Authors: Lily Brett
“This was very funny,” Edek said to Jerzy.
“We walk to the museum shop,” Jerzy said. Ruth and Edek walked to the shop, still laughing.
The shop sold postcards, slides, books, and videos. Ruth didn’t want to buy anything. Two collections of postcards in folders were on sale. One was labeled
Auschwitz I
, the other
Auschwitz II—Birkenau
. Ruth opened the package of Birkenau cards. Every shot of Birkenau had a poetic hue, including the electrified wire fence. The railway tracks were photographed with yellow flowers growing in the grass at the side of the tracks.

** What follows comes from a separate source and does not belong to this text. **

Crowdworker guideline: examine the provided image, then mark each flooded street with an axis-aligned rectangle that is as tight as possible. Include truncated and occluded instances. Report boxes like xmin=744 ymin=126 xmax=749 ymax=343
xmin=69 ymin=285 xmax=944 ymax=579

On the back of the postcard of the International Monument to the Victims of Auschwitz, the postcard said that the memorial was located between the ruins of “two mass genocide devices.” Ruth was struck by the strange, detached wording used to describe the gas chambers and the ovens of the crematoriums. There was also a photograph of the guard towers. It was a mid-distance shot. The towers and electrified fencing beside them looked too innocuous. Ruth felt flat. Nothing, not the most detailed graphic photographic enlargements, would ever be enough. Nothing was adequate enough to express a fraction of what should be expressed.
She bought the postcards, eight books, two videos, and a box of slides.
“I’ll have to leave these in the car,” she said to Jerzy. Jerzy was beaming at the woman who was wrapping Ruth’s goods. Ruth hoped Jerzy wasn’t going to get a commission from this sale.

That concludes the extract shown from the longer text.